With respect to the fuel, the computer told me I got around 9L/100km. The Hilux has a fuel tank capacity of 80L.
You will tend to notice that with an automatic transmission of the same model, the numbers are ever so slightly higher for most engine specs.
Upon driving it out of the dealership, I was keen to find out more about Toyota’s signature i-MT (Intelligent Manual). I misinterpreted it saying that while the vehicle was in first gear it would not stall. Therefore releasing the clutch out fully, I stalled the vehicle. What it really meant was that with it turned on, you can gently lift your foot off the clutch and the vehicle will maintain enough revs to avoid stalling. This is pretty handy for when you’re off road and you’re pointing your Hilux uphill.
With i-MT engaged, the engine will also automatically rev-match for you resulting in smoother gear shifts.
A feature that I would’ve liked is that on the multi information display, it would’ve been nice for it to state what gear you’re in. At the beginning I kept moving off from a stand-still in third gear when I thought it was in first. After a bit of getting used to, you will finally get the hang of it.
One of the first things I noticed when going over pot holes and bumps on the road was that the suspension is relatively weak when in 2WD. When in 4WD the suspension feels slightly firmer, which is to be expected.
H2 for on-road A to B travel, H4 for when the going gets a litte tricker like on gravel roads and L4 is where the off-road adventure begins.
There were times when the Toyota Hilux went on a small off-roading track and what fun it was to drive it through. The steering was light as it is electric-powered, and the suspension held up well through bumps and irregularities on the track, not to mention the Hilux having a pretty high ground clearance. Driving through a big puddle of mucky water had the entire windscreen needing to be ‘de-sanitized.’
With all new 2016 Toyota Hilux’ come with a 7″ touchscreen entertainment system. Navigating through menus and screens on the entertainment system was relatively straight forward and not laggy at all. While it had the usual 0.5 second response time, i’d consider that pretty responsive for a in-car entertainment system. SR5 (this model) and SR5 Limited (model higher up and the highest model) models also feature Satellite Navigation with SUNA traffic avoidance system.

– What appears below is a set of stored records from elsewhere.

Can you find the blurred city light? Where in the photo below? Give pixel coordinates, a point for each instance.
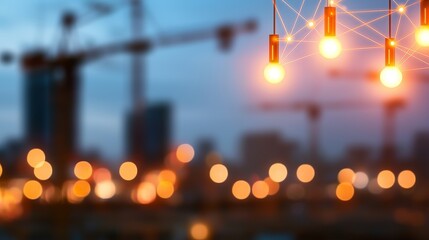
(167, 175)
(128, 171)
(346, 175)
(185, 153)
(101, 175)
(273, 187)
(386, 179)
(199, 231)
(278, 172)
(165, 189)
(218, 173)
(83, 170)
(360, 180)
(260, 189)
(241, 190)
(305, 173)
(345, 191)
(44, 171)
(146, 193)
(105, 189)
(81, 188)
(36, 157)
(32, 190)
(407, 179)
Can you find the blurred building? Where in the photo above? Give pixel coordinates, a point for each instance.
(38, 103)
(260, 150)
(154, 124)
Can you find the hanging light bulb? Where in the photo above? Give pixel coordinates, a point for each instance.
(330, 47)
(422, 32)
(274, 72)
(390, 76)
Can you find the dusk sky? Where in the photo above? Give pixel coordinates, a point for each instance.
(212, 92)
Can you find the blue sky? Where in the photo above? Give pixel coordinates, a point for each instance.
(210, 90)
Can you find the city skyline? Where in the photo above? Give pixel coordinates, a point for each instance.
(210, 100)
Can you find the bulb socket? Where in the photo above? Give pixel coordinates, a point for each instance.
(274, 44)
(390, 51)
(424, 11)
(330, 21)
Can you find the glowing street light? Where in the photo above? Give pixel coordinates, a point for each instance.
(330, 47)
(274, 72)
(422, 32)
(390, 76)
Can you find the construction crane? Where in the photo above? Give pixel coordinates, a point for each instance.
(63, 72)
(314, 111)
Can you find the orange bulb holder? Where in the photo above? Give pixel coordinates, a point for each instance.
(330, 21)
(390, 51)
(424, 11)
(274, 44)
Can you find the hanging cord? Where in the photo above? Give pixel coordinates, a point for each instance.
(274, 16)
(390, 18)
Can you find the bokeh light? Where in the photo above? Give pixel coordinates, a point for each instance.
(407, 179)
(273, 187)
(32, 190)
(278, 172)
(305, 173)
(241, 190)
(83, 170)
(260, 189)
(43, 172)
(128, 171)
(165, 189)
(360, 180)
(36, 157)
(386, 179)
(102, 174)
(81, 188)
(105, 189)
(199, 231)
(274, 73)
(185, 153)
(218, 173)
(167, 175)
(146, 193)
(346, 175)
(345, 191)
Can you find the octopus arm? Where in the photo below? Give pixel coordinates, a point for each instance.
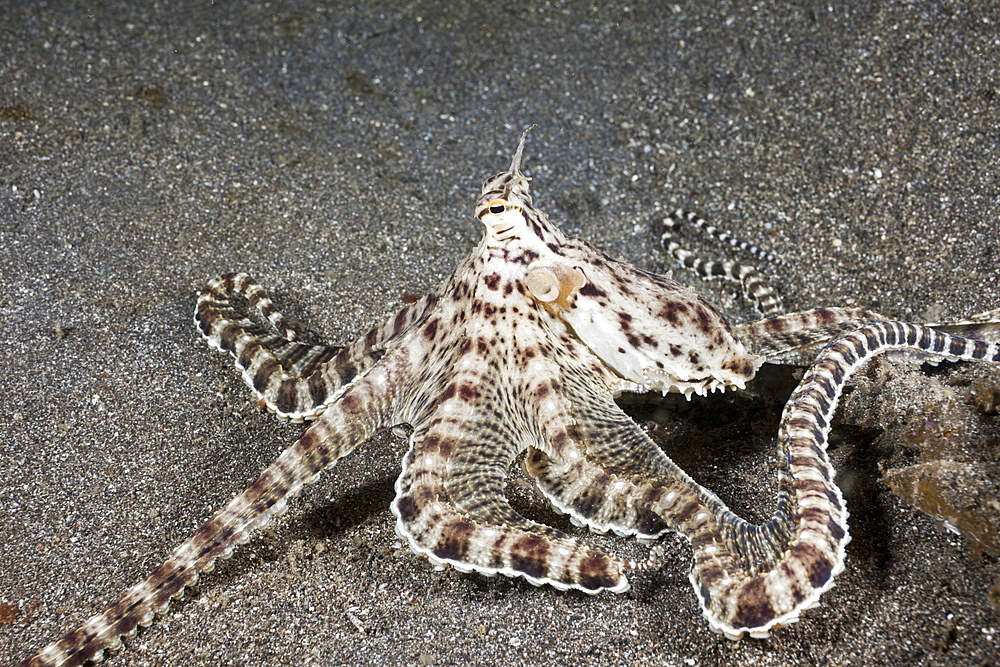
(355, 417)
(296, 381)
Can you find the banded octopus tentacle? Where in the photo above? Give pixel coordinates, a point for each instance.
(752, 578)
(484, 533)
(797, 338)
(294, 380)
(762, 295)
(348, 422)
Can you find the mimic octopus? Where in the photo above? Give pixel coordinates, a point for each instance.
(522, 350)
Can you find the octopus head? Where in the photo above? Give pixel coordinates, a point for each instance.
(652, 332)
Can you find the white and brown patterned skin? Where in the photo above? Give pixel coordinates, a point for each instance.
(523, 349)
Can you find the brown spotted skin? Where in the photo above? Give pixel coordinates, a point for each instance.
(522, 351)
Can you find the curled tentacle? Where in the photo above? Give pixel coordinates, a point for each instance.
(294, 380)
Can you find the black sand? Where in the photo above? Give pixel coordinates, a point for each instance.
(336, 154)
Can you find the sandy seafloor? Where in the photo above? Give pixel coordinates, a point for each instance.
(335, 153)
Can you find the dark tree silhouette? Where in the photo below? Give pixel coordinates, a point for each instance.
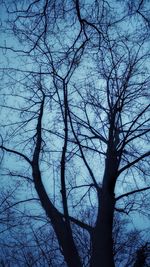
(75, 119)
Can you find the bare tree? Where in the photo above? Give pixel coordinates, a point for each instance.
(75, 120)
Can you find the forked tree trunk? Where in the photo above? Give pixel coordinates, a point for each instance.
(102, 242)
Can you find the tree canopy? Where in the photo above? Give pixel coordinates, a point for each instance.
(74, 123)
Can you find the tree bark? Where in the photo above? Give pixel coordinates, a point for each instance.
(102, 242)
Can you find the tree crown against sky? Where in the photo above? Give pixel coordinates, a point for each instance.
(75, 114)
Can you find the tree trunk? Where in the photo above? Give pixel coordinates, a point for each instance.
(62, 231)
(102, 242)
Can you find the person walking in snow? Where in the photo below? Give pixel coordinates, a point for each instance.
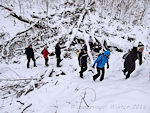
(82, 58)
(30, 55)
(130, 60)
(45, 55)
(58, 53)
(100, 61)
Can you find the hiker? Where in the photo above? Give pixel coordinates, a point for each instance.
(130, 60)
(82, 58)
(100, 61)
(45, 55)
(58, 53)
(30, 55)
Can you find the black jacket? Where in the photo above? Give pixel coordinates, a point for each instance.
(130, 61)
(83, 59)
(29, 52)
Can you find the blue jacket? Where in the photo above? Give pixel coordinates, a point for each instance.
(102, 59)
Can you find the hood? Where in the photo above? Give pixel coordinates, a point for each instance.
(107, 52)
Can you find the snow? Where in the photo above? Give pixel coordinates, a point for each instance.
(61, 90)
(63, 93)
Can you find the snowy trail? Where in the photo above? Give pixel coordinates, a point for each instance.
(114, 94)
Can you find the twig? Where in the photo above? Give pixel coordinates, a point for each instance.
(18, 79)
(20, 102)
(26, 108)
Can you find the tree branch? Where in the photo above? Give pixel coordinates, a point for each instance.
(16, 16)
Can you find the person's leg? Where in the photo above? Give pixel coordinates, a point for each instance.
(83, 69)
(34, 61)
(28, 63)
(124, 71)
(97, 75)
(103, 72)
(58, 61)
(46, 61)
(128, 75)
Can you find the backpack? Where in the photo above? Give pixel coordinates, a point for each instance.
(126, 54)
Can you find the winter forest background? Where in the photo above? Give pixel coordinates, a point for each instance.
(100, 24)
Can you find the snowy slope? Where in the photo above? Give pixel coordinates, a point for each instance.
(63, 93)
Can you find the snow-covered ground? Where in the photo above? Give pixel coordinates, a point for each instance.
(61, 90)
(71, 94)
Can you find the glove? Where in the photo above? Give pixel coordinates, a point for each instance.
(107, 66)
(93, 66)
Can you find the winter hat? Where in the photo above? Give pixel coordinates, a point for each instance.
(140, 45)
(107, 52)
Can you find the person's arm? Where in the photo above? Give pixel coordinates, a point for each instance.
(97, 60)
(140, 58)
(107, 64)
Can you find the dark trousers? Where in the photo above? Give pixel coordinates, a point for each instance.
(83, 69)
(98, 74)
(28, 63)
(58, 61)
(46, 61)
(128, 74)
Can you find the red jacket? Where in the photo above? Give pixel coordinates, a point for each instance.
(45, 53)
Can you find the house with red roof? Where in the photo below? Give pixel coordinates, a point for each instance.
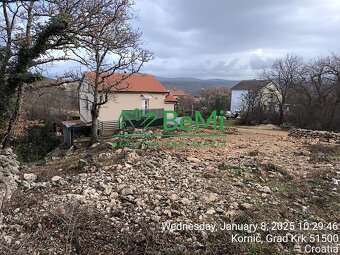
(177, 93)
(125, 92)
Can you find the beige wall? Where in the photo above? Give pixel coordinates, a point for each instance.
(118, 102)
(130, 101)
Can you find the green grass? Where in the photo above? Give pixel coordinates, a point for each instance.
(231, 123)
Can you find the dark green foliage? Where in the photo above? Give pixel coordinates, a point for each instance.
(37, 142)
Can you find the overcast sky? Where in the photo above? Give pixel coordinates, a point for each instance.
(233, 39)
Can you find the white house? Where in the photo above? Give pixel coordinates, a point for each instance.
(138, 91)
(240, 90)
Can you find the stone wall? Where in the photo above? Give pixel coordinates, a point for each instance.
(323, 136)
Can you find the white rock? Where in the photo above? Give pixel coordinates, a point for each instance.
(30, 177)
(56, 179)
(194, 160)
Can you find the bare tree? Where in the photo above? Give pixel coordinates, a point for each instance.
(109, 45)
(31, 32)
(285, 74)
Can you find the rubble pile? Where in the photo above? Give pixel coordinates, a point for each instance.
(323, 136)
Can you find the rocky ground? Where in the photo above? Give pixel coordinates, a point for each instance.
(108, 200)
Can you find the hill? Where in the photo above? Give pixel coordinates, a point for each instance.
(194, 86)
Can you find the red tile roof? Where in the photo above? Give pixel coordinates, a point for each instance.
(177, 92)
(134, 83)
(170, 98)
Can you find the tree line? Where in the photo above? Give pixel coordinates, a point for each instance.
(97, 34)
(306, 93)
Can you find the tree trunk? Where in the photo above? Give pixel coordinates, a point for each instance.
(281, 115)
(94, 125)
(5, 141)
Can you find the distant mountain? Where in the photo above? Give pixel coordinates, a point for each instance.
(194, 86)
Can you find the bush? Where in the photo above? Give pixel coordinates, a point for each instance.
(35, 144)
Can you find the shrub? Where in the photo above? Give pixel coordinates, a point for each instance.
(35, 144)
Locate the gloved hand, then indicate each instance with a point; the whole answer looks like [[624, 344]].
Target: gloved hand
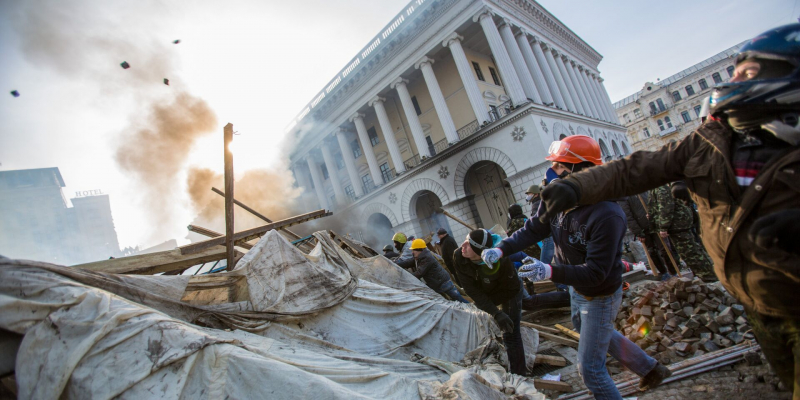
[[536, 271], [780, 229], [490, 256], [560, 195], [505, 322]]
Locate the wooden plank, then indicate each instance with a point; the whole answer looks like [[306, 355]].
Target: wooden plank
[[540, 328], [209, 233], [568, 332], [552, 385], [153, 263], [558, 339], [555, 361], [253, 233]]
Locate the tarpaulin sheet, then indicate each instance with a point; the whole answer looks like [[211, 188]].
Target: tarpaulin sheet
[[290, 325]]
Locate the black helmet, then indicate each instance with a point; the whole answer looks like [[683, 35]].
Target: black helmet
[[771, 100]]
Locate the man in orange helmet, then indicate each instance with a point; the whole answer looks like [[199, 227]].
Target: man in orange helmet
[[588, 257]]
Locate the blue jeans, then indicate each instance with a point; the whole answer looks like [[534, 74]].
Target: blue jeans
[[449, 289], [594, 320]]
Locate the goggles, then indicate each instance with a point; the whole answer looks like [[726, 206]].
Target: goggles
[[560, 148]]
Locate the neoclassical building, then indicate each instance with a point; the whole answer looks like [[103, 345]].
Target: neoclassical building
[[451, 106], [669, 109]]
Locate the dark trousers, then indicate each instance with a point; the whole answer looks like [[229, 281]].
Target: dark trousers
[[513, 341]]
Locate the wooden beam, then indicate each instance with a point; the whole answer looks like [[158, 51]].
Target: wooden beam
[[552, 385], [153, 263], [555, 361], [253, 233], [209, 233]]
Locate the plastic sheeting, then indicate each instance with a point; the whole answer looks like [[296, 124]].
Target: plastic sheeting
[[282, 325]]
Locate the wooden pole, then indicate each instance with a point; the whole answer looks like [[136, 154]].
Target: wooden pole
[[227, 139]]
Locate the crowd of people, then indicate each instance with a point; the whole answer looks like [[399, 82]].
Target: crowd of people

In my opinion, the 7″ touchscreen would’ve looked much better integrated into the center dash instead of it jutting out of the dash with its edges sticking out.
Bluetooth, AM, FM, AUX and even DAB Radio are standard on the 2016 Hilux range. If you’re still a CD fan, you’ll be pleased to know that the 2016 Hilux still have a CD player, just for you.
And what’s a Ute without a towbar. My model Toyota Hilux (SR5 Manual) is capable of towing a maximum braked – 3500kg, and a maximum unbraked – 750kg.
The SR5 model Hilux’ have black fabric seats, while the SR5 Limited models have leather seats. With leather seats come with the ability to have heated seats! Although I think the AC already does a relatively good job heating up the SR5 cabin.
The 2016 Toyota Hilux vehicles don’t come with Blind Spot Monitoring, or Lane Departure Warning etc. because it’s a work vehicle. You’re more likely to be moving all around the place, up/down hills and perhaps even driving through puddles or wading through water.
Overall, the 2016 Toyota Hilux is a very nice Ute, interior and exterior wise. The strong exterior look coupled by some nice colour schemes and the rugged but luxurious interior does tend to make your mouth water. Did I also mention that the back tray of the Ute is very big, deep and strong? Even the tailgate stays are steel, not like the older generation which were made out of cord.
The Toyota Hilux Double Cab SR5 is a ultimate dual purpose truck; it’s as versatile and practical on the work site as it is taking the family to the beach while towing the boat.